Rarely, Babar is as famous abroad as in France. He is judged against the most famous heroes of children's literature, the equivalent of Peter Rabbit in England and Winnie the Pooh in the United States. “The genius of the Brunhoffs is to have made the heaviest of land mammals a monument of delicacy,” recognizes the writer Sylvain Tesson in the book which accompanies the 2011 exhibition. The animal owes this delicacy to its creators who drew from the source of their childhood to make it exist. “I have wonderful memories of my young years with my brother Mathieu, who was like a twin to me, with my cousins. We were very close to our parents who did not exclude us from their adult lives. Was my mother a musician? We all played the piano. My brother Thierry also became a pianist before retiring to an abbey. After my father's death, our uncle Michel, who directed the French edition of Vogue, was like a father to us. He immediately noticed my taste for drawing. We were what we call today a close-knit family,” confided Laurent de Brunhoff.

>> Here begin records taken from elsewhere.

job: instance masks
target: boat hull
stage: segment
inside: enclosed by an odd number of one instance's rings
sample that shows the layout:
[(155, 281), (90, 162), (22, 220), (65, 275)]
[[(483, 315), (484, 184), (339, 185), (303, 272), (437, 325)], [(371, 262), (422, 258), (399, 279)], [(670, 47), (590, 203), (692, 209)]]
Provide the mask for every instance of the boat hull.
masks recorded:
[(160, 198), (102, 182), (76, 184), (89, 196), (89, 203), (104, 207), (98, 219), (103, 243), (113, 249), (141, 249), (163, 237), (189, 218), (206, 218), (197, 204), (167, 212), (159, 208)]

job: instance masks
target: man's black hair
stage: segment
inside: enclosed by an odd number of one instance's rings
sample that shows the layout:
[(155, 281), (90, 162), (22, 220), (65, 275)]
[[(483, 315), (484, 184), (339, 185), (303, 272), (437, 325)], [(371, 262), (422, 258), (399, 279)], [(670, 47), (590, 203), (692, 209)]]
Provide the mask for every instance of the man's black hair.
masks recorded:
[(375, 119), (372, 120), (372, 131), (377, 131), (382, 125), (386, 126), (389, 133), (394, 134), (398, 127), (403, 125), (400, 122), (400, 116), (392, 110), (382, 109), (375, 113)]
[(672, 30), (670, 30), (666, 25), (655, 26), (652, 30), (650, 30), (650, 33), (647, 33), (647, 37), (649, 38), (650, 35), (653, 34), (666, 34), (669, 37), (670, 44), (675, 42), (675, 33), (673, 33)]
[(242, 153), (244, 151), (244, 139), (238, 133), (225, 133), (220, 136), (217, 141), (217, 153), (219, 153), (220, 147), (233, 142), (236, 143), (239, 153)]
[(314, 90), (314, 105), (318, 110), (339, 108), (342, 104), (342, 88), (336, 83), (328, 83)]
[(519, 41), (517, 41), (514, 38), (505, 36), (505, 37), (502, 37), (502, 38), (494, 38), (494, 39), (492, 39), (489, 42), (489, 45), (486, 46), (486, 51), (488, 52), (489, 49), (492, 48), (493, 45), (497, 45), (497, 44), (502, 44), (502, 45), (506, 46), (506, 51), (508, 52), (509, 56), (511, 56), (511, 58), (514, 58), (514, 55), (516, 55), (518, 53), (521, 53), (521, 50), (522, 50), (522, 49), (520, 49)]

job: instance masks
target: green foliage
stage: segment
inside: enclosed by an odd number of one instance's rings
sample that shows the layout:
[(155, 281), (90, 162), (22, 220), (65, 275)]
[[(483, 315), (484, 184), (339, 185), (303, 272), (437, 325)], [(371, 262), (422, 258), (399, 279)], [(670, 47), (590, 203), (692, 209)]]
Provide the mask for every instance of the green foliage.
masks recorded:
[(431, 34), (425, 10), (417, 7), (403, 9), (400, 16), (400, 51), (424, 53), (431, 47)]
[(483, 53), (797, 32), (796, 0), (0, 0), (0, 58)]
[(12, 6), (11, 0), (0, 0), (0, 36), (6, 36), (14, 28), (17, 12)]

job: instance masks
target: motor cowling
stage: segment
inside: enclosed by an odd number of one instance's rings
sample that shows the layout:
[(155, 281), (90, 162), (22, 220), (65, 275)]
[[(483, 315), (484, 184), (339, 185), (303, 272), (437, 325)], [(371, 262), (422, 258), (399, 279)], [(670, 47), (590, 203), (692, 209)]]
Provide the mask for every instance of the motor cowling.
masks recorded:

This felicity reflected on Babar's books. “Babar's environment is that of the prosperous, cultured, art-loving French bourgeoisie. Good manners are important, as well as quality clothing,” emphasizes American author Alison Lurie, in an essay devoted to children's literature.

Established in New York for more than twenty years, married to the American author Phyllis Rose, Laurent de Brunhoff donated original plates to the Morgan Library in New York and the Bibliothèque nationale de France. Babar is a celebrity monster across the Atlantic. New albums are always published there first. As art historian Michel Pastoureau notes: "One of the characteristics of Babar's albums compared to most contemporary children's books is the absence of any vulgarity, it is that is to say, any concession to the tastes and fashions of the moment.